Cierra el elenco Ania Hernández en el papel de Mabel Chiltren, hermana de Robert. Un personaje que, a priori, puede parecer superfluo y de perfil típicamente decimonónico buscando un marido como sea. Termina “pescando” a Arthur en un triunfo del amor para ella y en una condena para él. La crítica y la sátira al matrimonio, el enamoramiento y las parejas que el personaje de Dani Muriel prodiga a los cuatro costados se le termina volviendo en su contra para caer en las redes de Cupido. Ania Hernández tiene la capacidad de hacer de su personaje una criatura deliciosa, que roba risas y sonrisas en su declaración y en su maravillosa interpretación para hacer tan suyo un personaje de este perfil. Lo dota de humanidad, de deseos y pasiones.

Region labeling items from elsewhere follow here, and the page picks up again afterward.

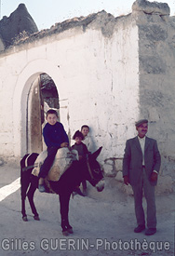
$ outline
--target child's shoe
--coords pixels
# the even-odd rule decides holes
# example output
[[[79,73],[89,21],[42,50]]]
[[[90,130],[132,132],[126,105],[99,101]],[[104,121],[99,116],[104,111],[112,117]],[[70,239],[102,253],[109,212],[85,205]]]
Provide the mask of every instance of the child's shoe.
[[[41,193],[46,192],[46,188],[45,188],[44,184],[38,185],[38,189],[39,189],[39,192],[41,192]]]

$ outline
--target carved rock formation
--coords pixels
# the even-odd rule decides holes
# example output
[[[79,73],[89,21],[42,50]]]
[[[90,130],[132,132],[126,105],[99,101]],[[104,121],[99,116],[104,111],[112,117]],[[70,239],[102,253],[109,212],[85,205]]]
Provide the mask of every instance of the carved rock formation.
[[[25,5],[20,4],[8,18],[4,16],[0,20],[0,36],[5,47],[11,46],[14,38],[24,32],[31,34],[38,32],[38,29]]]

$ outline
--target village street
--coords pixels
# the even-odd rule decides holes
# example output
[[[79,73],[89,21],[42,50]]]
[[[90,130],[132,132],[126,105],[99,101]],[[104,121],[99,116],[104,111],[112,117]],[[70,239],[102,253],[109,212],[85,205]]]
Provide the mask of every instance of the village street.
[[[17,163],[0,166],[0,189],[20,177]],[[110,188],[111,186],[111,188]],[[1,190],[0,190],[1,195]],[[88,196],[70,201],[74,234],[61,235],[58,195],[35,193],[40,222],[29,208],[29,222],[20,214],[20,191],[0,202],[0,256],[4,255],[174,255],[174,195],[158,195],[157,233],[135,234],[133,197],[122,195],[112,178],[103,192],[88,186]]]

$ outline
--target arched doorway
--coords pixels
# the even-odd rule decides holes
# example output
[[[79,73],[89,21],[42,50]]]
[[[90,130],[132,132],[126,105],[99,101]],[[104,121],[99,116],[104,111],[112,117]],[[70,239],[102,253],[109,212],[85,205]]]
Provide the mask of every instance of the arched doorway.
[[[54,108],[59,112],[59,94],[52,78],[43,73],[32,83],[27,98],[27,153],[40,153],[46,149],[42,128],[46,124],[46,113],[49,108]]]

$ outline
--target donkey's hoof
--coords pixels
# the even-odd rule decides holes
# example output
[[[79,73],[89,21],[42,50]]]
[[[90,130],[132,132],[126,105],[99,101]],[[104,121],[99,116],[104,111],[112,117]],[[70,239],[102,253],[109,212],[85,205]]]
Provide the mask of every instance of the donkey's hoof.
[[[22,217],[22,220],[23,220],[24,222],[28,222],[27,216],[23,216],[23,217]]]
[[[64,230],[64,231],[62,231],[62,235],[64,236],[69,236],[69,232],[67,230]]]
[[[69,234],[73,234],[73,233],[74,233],[73,228],[71,227],[71,228],[67,229],[67,232],[68,232]]]
[[[34,216],[34,219],[35,221],[40,221],[39,216]]]

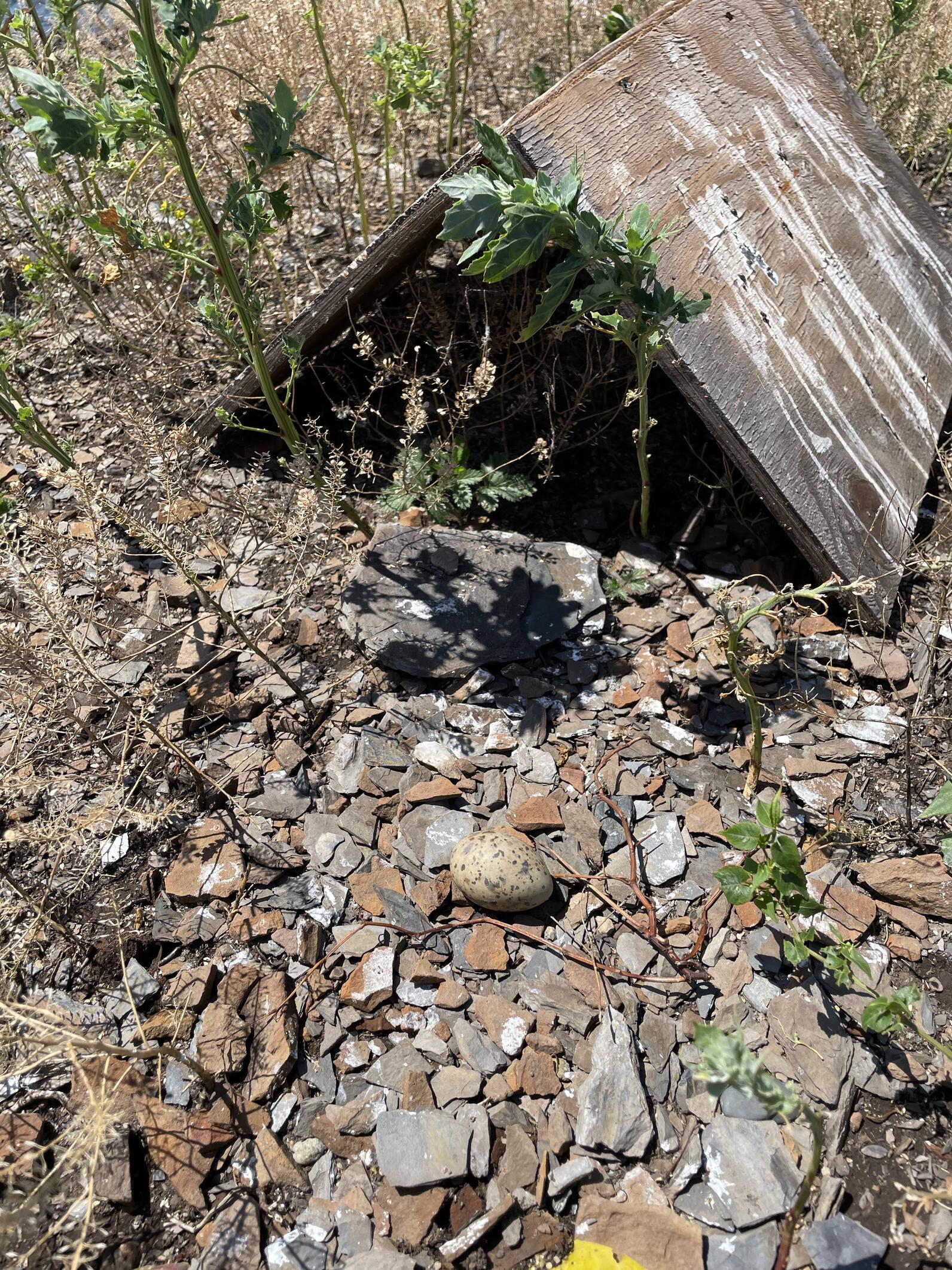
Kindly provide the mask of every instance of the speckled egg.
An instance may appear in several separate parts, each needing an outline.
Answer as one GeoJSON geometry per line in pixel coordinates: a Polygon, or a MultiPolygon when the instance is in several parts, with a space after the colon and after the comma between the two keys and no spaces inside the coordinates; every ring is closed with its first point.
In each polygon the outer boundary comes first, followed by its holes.
{"type": "Polygon", "coordinates": [[[552,894],[552,875],[531,842],[505,829],[480,829],[453,848],[449,872],[471,904],[519,913],[552,894]]]}

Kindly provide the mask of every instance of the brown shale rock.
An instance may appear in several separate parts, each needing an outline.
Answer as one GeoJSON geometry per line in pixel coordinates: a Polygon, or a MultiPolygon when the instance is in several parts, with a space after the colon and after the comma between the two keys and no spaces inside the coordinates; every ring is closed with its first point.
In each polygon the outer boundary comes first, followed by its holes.
{"type": "Polygon", "coordinates": [[[364,1013],[373,1013],[377,1006],[393,996],[393,949],[386,944],[371,949],[344,980],[340,999],[364,1013]]]}
{"type": "Polygon", "coordinates": [[[939,855],[873,860],[859,865],[857,875],[883,899],[952,922],[952,874],[939,855]]]}
{"type": "MultiPolygon", "coordinates": [[[[218,820],[211,822],[221,831],[218,820]]],[[[197,828],[203,829],[203,822],[197,828]]],[[[245,875],[245,859],[236,842],[213,832],[185,836],[182,851],[165,875],[165,890],[173,899],[198,904],[203,899],[232,899],[245,875]]]]}
{"type": "Polygon", "coordinates": [[[505,932],[481,922],[466,941],[463,956],[473,970],[505,970],[509,966],[505,932]]]}
{"type": "Polygon", "coordinates": [[[644,1270],[703,1270],[702,1228],[659,1204],[619,1204],[585,1193],[575,1219],[578,1238],[603,1243],[644,1270]]]}
{"type": "Polygon", "coordinates": [[[293,982],[283,970],[260,974],[245,998],[241,1017],[251,1027],[244,1092],[255,1102],[264,1102],[297,1059],[293,982]]]}
{"type": "Polygon", "coordinates": [[[404,801],[411,806],[418,803],[444,803],[447,799],[459,798],[459,790],[446,776],[434,776],[432,781],[420,781],[411,785],[404,794],[404,801]]]}
{"type": "Polygon", "coordinates": [[[562,813],[548,794],[527,798],[514,812],[506,813],[509,823],[520,833],[543,833],[562,828],[562,813]]]}
{"type": "Polygon", "coordinates": [[[206,1006],[195,1031],[195,1058],[212,1076],[232,1076],[245,1066],[251,1029],[225,1001],[206,1006]]]}

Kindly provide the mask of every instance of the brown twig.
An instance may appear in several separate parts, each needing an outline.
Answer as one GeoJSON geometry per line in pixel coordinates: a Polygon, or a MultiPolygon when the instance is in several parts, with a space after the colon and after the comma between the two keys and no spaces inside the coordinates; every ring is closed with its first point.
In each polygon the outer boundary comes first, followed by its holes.
{"type": "MultiPolygon", "coordinates": [[[[707,979],[708,978],[707,973],[703,970],[703,968],[697,965],[697,955],[704,940],[704,931],[707,928],[707,908],[710,907],[711,903],[713,903],[713,897],[711,900],[708,900],[707,904],[704,904],[704,912],[702,914],[703,916],[702,930],[699,937],[694,941],[694,946],[692,947],[691,952],[687,956],[683,958],[678,956],[678,954],[670,946],[668,940],[665,940],[661,935],[658,933],[658,909],[655,908],[651,897],[647,895],[638,885],[638,852],[637,852],[637,846],[635,843],[635,834],[631,832],[631,826],[628,824],[628,818],[622,813],[621,808],[614,801],[614,799],[608,795],[604,785],[598,779],[599,772],[605,766],[605,763],[609,759],[614,758],[616,754],[619,754],[623,749],[627,749],[628,745],[631,745],[631,740],[625,740],[622,742],[621,745],[616,745],[613,749],[605,751],[605,753],[602,756],[600,762],[592,772],[592,780],[595,785],[595,789],[598,790],[598,795],[602,799],[602,801],[605,804],[605,806],[611,808],[611,810],[614,812],[616,817],[618,818],[618,822],[625,832],[625,838],[628,843],[628,860],[631,862],[631,875],[628,879],[628,885],[635,892],[638,903],[647,914],[647,932],[638,931],[638,933],[641,935],[642,939],[646,939],[649,941],[649,944],[651,945],[652,949],[655,949],[655,951],[660,952],[661,956],[665,958],[665,960],[670,961],[670,964],[675,968],[675,970],[678,970],[678,973],[682,974],[685,979],[707,979]]],[[[559,857],[556,856],[556,859],[559,857]]],[[[607,897],[604,895],[602,898],[607,899],[607,897]]],[[[611,900],[608,902],[612,903],[611,900]]],[[[617,908],[617,906],[613,907],[617,908]]],[[[621,909],[618,911],[621,912],[621,909]]]]}

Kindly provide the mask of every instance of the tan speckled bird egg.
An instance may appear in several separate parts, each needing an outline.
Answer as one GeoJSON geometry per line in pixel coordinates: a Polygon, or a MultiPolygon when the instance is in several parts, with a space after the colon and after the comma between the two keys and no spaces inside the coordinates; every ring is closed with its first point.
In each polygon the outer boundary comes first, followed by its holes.
{"type": "Polygon", "coordinates": [[[449,872],[471,904],[518,913],[552,894],[552,875],[532,846],[505,829],[480,829],[453,848],[449,872]]]}

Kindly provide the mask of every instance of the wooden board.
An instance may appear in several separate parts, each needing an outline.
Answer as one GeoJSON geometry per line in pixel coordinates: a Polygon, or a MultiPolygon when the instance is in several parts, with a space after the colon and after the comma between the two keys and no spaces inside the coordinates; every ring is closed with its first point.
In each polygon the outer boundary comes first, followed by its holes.
{"type": "MultiPolygon", "coordinates": [[[[952,400],[952,249],[800,10],[673,0],[508,132],[556,179],[579,156],[603,216],[646,199],[680,220],[661,279],[713,300],[665,370],[819,574],[876,579],[863,607],[885,620],[952,400]]],[[[381,235],[298,320],[307,347],[444,207],[430,190],[381,235]]]]}

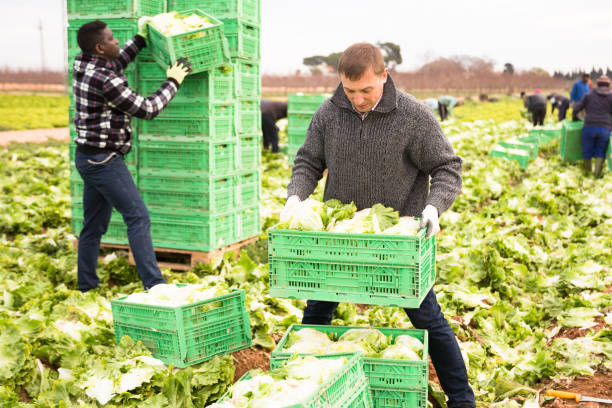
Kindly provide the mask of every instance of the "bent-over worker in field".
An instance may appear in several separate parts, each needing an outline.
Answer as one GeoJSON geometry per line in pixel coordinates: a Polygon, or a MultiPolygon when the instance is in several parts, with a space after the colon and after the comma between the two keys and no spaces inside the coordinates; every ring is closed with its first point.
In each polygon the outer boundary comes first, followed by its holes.
{"type": "Polygon", "coordinates": [[[261,131],[264,149],[270,147],[278,153],[278,127],[276,122],[287,117],[287,102],[261,100],[261,131]]]}
{"type": "Polygon", "coordinates": [[[533,126],[543,125],[546,117],[547,100],[539,89],[536,89],[533,94],[526,96],[524,105],[531,113],[531,121],[533,126]]]}
{"type": "Polygon", "coordinates": [[[597,88],[589,91],[580,102],[574,105],[574,120],[577,115],[586,111],[584,127],[582,128],[582,158],[584,169],[591,171],[591,161],[595,158],[595,177],[601,177],[606,151],[610,144],[610,129],[612,128],[612,91],[610,78],[601,76],[597,79],[597,88]]]}
{"type": "Polygon", "coordinates": [[[149,212],[123,157],[132,149],[131,117],[156,117],[178,91],[188,68],[174,64],[166,72],[168,79],[149,97],[134,92],[123,70],[146,46],[147,26],[144,20],[139,23],[139,33],[122,48],[102,21],[83,24],[77,33],[82,53],[74,60],[74,161],[85,184],[77,261],[81,291],[98,287],[100,239],[113,207],[127,224],[130,248],[145,289],[165,282],[155,259],[149,212]]]}
{"type": "Polygon", "coordinates": [[[555,113],[555,109],[559,110],[559,122],[565,120],[567,110],[569,109],[569,98],[559,93],[552,93],[546,97],[550,101],[551,114],[555,113]]]}
{"type": "Polygon", "coordinates": [[[455,106],[463,105],[463,99],[457,99],[452,95],[442,95],[438,98],[438,113],[440,120],[444,121],[451,115],[455,106]]]}
{"type": "MultiPolygon", "coordinates": [[[[327,169],[325,200],[353,201],[358,210],[376,203],[393,207],[400,216],[421,217],[432,236],[461,191],[461,158],[431,109],[395,88],[377,47],[350,46],[338,72],[340,85],[314,114],[295,157],[287,204],[306,199],[327,169]]],[[[337,305],[309,300],[302,323],[330,324],[337,305]]],[[[405,311],[415,327],[429,331],[429,353],[448,406],[475,407],[457,340],[433,290],[420,308],[405,311]]]]}
{"type": "MultiPolygon", "coordinates": [[[[582,77],[574,82],[572,85],[572,90],[570,92],[570,103],[572,104],[572,109],[574,109],[574,105],[577,104],[584,98],[593,85],[591,84],[591,75],[586,72],[582,74],[582,77]]],[[[584,120],[584,112],[581,112],[578,116],[578,119],[584,120]]]]}

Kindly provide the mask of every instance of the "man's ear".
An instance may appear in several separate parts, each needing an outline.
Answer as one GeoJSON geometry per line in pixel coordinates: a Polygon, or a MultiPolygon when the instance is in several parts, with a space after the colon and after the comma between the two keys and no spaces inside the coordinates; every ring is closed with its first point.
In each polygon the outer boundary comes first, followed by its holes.
{"type": "Polygon", "coordinates": [[[385,70],[383,71],[383,74],[382,74],[383,84],[387,83],[387,74],[388,73],[389,73],[389,68],[385,68],[385,70]]]}

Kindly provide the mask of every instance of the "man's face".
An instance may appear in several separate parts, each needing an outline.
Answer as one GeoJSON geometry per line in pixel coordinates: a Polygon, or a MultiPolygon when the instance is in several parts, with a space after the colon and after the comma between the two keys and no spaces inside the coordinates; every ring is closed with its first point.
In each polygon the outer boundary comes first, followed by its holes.
{"type": "Polygon", "coordinates": [[[383,87],[387,82],[387,69],[376,75],[373,68],[368,68],[359,79],[352,80],[340,75],[344,93],[355,109],[365,113],[372,110],[382,95],[383,87]]]}
{"type": "Polygon", "coordinates": [[[96,45],[97,54],[109,61],[114,61],[119,56],[119,40],[115,38],[110,28],[106,27],[102,31],[102,39],[96,45]]]}

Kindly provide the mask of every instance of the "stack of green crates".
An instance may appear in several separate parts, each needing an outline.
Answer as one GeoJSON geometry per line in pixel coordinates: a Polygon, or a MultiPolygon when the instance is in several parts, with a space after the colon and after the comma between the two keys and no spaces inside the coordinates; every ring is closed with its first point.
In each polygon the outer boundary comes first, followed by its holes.
{"type": "MultiPolygon", "coordinates": [[[[125,44],[138,31],[138,19],[145,15],[155,15],[166,10],[165,0],[67,0],[68,11],[68,94],[70,97],[70,195],[72,201],[72,230],[78,235],[83,228],[83,181],[74,166],[74,152],[76,144],[74,139],[75,103],[72,89],[74,58],[81,52],[77,42],[79,27],[93,20],[102,20],[108,24],[120,45],[125,44]]],[[[132,63],[124,72],[128,83],[134,89],[138,87],[139,67],[132,63]]],[[[138,136],[133,133],[133,148],[126,155],[125,161],[138,182],[138,136]]],[[[127,227],[121,215],[113,210],[111,222],[102,242],[111,244],[127,244],[127,227]]]]}
{"type": "MultiPolygon", "coordinates": [[[[137,120],[138,187],[153,244],[211,251],[261,230],[259,0],[168,0],[167,11],[198,9],[223,22],[229,63],[188,75],[154,120],[137,120]]],[[[139,56],[139,92],[166,79],[139,56]]]]}
{"type": "Polygon", "coordinates": [[[328,94],[291,94],[287,107],[287,138],[289,147],[287,155],[289,164],[293,164],[293,159],[297,151],[304,144],[308,125],[319,106],[327,99],[328,94]]]}
{"type": "MultiPolygon", "coordinates": [[[[188,75],[154,120],[132,119],[134,147],[126,161],[149,209],[154,246],[211,251],[261,230],[260,0],[68,0],[69,66],[80,52],[77,30],[87,21],[103,20],[124,44],[141,16],[194,9],[223,22],[232,58],[188,75]]],[[[147,47],[124,73],[146,97],[166,80],[165,71],[147,47]]],[[[72,94],[72,69],[68,77],[72,94]]],[[[78,235],[83,183],[74,166],[70,190],[78,235]]],[[[102,242],[127,244],[116,211],[102,242]]]]}

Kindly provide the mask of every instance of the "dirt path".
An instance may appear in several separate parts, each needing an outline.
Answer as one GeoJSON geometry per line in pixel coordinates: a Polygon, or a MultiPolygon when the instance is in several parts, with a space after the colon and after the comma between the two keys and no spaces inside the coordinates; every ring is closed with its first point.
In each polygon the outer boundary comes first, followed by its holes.
{"type": "Polygon", "coordinates": [[[68,128],[10,130],[0,132],[0,146],[7,146],[10,142],[17,143],[44,143],[48,139],[70,141],[68,128]]]}

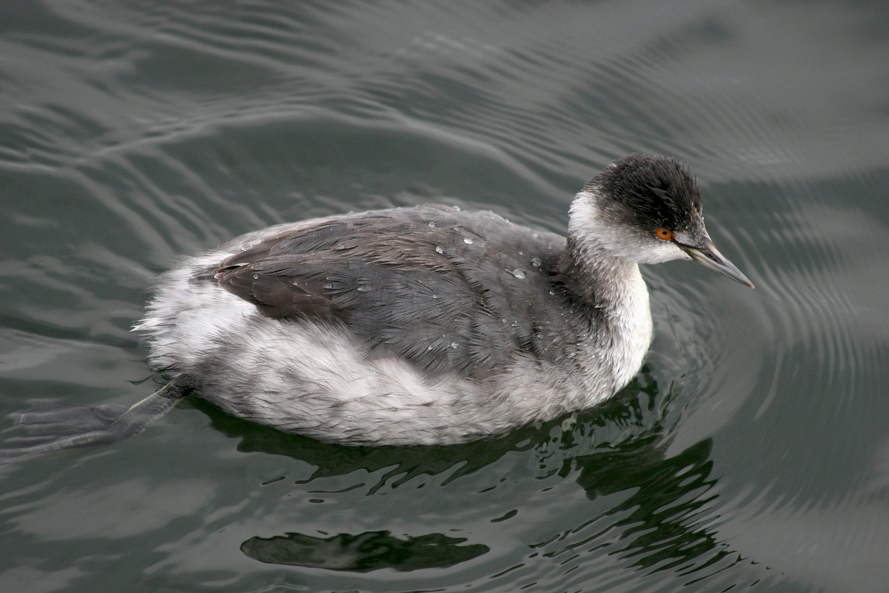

En realidad, la cosmovisión que presentan estos cinco personajes y la actuación llevada de manera soberbia por estos cinco actores y actrices es el reflejo atemporal del ser humano y su debilidad. Es la manzana y la serpiente; el talón de Aquiles o las tentaciones del desierto. Es lo que enfrenta al hombre y la mujer para conocer su integridad, sus valores y su concepción personal y social. Todo ese maquillaje de pulcritud, decencia y buen hacer para enmascarar lo más visceral y reprobable: beneficiarse a costa del otro.
Pero el mundo sigue girando… y recordando que esta crítica que hizo Oscar Wilde se exponía entre risas fáciles y copas de champagne. El postureo de finales del XIX.
Y lo peor de todo es que la pervivencia de esta visión se traslada hasta nuestros días. Como rezaría cualquier tweet con un meme viralizado: “da igual cuándo leas esto”. Es el pie de página que nos sigue acompañando más de un siglo después.
La cuestión que nos deberíamos plantear como ciudadanos del mundo es: ¿hasta cuándo vamos a tener “maridos ideales”? (y, por favor, cambien “maridos” por aquella palabra que se ajuste mejor a sus necesidades).
Esta obra, la del pequeño Teatro Príncipe Gran Vía, vuelve a poner sobre el tapete la necesidad de sacar a la luz la decadencia del ser humano y seguir luchando por aquellos ideales que convierten a la persona en una criatura valiosa, única y de valores. Esos que hemos ido perdiendo por el camino buscando lo ideal de todo y la mediocridad de nada.
Así que ya saben… “sean ustedes mismos, el resto de papales ya están cogidos”.